Von einer Simme zum Motorrad

Mehr als 120 Simson-Krafträder standen am Samstag im Focus des Treffens anlässlich des Mildenauer Kartoffelfestes. Darunter befand sich sowohl Originales als auch Aufgemotztes.

Mildenau.

Auf den ersten Blick wirkt Andy Neuberts Simson S 51B unscheinbar. Beim Simson-Treffen der Simson Crew "Eastgermanbikes" in Mildenau schauten die meisten der etwa 300 Besucher genauer hin. Der veränderte Auspuff, die vordere Scheibenbremse und das große Nummernschild wiesen eindeutig darauf hin, dass es sich bei diesem Krad um etwas Außergewöhnliches handelt. In der Tat hat Andy Neubert sein Mokick in ein Motorrad verwandelt. Angetrieben wird es von einem 90 Kubikzentimeter großen Motor. Dieser leistet etwa 20 Pferdestärken und beschleunigt das Zweirad auf bis zu 120 Kilometer pro Stunde.

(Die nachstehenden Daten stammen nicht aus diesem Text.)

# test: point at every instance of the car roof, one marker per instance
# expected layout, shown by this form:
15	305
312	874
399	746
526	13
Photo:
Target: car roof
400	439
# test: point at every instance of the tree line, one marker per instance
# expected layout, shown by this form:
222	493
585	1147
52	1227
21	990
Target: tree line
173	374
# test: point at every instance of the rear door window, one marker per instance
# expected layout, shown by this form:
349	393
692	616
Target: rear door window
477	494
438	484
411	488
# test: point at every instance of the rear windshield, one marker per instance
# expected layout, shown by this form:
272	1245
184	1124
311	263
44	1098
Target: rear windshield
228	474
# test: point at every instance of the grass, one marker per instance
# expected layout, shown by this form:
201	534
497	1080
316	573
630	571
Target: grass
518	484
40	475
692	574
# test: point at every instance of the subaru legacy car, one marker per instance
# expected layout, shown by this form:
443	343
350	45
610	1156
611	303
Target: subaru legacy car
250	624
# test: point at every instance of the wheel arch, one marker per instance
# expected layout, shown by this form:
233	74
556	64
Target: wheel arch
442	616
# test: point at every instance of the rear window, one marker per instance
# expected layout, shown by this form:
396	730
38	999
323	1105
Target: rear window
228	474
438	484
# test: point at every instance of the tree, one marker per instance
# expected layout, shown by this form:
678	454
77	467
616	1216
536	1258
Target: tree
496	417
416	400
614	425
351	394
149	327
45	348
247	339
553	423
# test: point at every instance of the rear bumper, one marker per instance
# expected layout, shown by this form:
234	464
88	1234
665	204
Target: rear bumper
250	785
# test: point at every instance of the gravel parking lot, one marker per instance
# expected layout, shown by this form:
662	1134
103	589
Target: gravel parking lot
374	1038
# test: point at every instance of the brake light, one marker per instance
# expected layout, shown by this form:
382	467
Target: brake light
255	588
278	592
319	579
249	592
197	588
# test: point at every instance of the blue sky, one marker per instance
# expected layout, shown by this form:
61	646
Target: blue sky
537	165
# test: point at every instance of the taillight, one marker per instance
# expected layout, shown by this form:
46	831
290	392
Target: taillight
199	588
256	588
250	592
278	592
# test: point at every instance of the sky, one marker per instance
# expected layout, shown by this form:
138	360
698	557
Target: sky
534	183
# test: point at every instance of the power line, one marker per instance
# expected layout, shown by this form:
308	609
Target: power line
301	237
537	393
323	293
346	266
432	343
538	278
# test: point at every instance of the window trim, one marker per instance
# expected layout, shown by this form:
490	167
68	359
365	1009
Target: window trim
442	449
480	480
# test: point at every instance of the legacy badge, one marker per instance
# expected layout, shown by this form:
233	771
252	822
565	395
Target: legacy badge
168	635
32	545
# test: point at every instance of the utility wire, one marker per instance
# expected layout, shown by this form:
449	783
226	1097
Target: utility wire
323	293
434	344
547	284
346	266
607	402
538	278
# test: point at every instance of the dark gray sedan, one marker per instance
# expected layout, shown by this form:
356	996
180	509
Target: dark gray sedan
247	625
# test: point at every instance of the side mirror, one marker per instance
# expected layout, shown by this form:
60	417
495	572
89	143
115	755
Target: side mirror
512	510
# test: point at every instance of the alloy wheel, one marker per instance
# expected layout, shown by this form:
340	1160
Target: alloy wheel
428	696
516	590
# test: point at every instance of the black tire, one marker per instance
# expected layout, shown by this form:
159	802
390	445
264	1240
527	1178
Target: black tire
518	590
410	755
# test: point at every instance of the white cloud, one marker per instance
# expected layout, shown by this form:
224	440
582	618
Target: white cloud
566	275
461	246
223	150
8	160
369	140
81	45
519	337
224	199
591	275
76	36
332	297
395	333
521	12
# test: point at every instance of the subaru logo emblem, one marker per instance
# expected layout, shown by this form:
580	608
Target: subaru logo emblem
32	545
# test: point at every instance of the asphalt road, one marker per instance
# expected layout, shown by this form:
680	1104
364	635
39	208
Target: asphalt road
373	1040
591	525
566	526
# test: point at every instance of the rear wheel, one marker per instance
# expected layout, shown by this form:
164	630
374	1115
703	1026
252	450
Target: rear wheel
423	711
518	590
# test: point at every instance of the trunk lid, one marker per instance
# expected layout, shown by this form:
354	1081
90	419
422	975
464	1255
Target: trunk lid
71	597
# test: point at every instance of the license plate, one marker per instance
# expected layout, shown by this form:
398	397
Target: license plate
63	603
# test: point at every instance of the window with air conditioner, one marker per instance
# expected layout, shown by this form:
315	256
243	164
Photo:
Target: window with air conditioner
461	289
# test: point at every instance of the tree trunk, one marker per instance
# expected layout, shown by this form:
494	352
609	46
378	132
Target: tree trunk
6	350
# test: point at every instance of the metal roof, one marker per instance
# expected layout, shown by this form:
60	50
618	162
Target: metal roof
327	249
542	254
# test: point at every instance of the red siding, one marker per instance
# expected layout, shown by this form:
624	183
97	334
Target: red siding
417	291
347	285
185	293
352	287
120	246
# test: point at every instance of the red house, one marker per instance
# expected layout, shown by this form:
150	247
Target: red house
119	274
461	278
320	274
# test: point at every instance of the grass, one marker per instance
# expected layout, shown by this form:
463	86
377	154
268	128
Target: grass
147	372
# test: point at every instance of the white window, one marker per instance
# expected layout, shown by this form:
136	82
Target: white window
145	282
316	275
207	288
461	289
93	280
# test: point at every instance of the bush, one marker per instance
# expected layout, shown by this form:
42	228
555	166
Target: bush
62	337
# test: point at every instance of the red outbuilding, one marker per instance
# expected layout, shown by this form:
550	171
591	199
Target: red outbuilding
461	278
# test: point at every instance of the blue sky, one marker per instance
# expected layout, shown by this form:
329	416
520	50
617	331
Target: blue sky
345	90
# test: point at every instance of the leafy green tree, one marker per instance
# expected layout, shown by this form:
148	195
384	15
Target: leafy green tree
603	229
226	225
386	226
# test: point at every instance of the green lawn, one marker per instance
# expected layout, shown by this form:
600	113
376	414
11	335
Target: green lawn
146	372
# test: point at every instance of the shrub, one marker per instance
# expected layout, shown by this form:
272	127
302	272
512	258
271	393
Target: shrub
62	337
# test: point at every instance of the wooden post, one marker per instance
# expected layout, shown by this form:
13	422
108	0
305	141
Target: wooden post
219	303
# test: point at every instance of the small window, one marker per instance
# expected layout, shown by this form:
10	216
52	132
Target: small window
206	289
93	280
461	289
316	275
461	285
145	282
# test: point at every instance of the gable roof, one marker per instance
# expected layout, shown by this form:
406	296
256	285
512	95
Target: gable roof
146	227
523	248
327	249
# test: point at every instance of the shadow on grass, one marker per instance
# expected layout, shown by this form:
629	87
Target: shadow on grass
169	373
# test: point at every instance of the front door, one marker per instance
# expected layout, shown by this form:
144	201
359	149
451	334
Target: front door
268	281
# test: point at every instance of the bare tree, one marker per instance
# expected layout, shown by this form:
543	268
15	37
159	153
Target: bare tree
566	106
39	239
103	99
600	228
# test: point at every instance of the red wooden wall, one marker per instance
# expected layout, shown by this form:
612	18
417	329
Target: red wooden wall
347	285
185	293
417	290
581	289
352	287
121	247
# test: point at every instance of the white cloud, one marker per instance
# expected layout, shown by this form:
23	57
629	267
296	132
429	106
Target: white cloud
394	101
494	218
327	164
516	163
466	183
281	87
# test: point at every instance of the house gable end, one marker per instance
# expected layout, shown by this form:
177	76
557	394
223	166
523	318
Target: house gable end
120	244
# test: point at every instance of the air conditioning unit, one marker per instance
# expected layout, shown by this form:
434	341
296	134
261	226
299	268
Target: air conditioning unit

Der Mildenauer hat einen größeren Vergaser eingebaut und sowohl den Kolben als auch die Kurbelwelle und die Laufbuchsen vergrößert. Die Scheibenbremsen wurden notwendig, um das Krad auch bei höheren Geschwindigkeiten ordnungsgemäß abbremsen zu können. Das Getriebe kaufte er von einem Spezialisten. Statt der original verfügbaren vier Gänge kann Andy Neubert bei seiner "Simme" fünf Gänge schalten. Ursprünglich wurde das Krad 1986 in Suhl gebaut. Der Mildenauer kaufte es vor zehn Jahren in Einzelteilen von einem Kumpel aus Grumbach. In drei Kisten waren sie verpackt. Die Ursprungsfarbe ist damals noch ein helles Grün gewesen. Während er das Moped zusammenbaute, legte er gleichzeitig den Führerschein ab. Zwei Jahre später begann er, sein Krad zu modifizieren.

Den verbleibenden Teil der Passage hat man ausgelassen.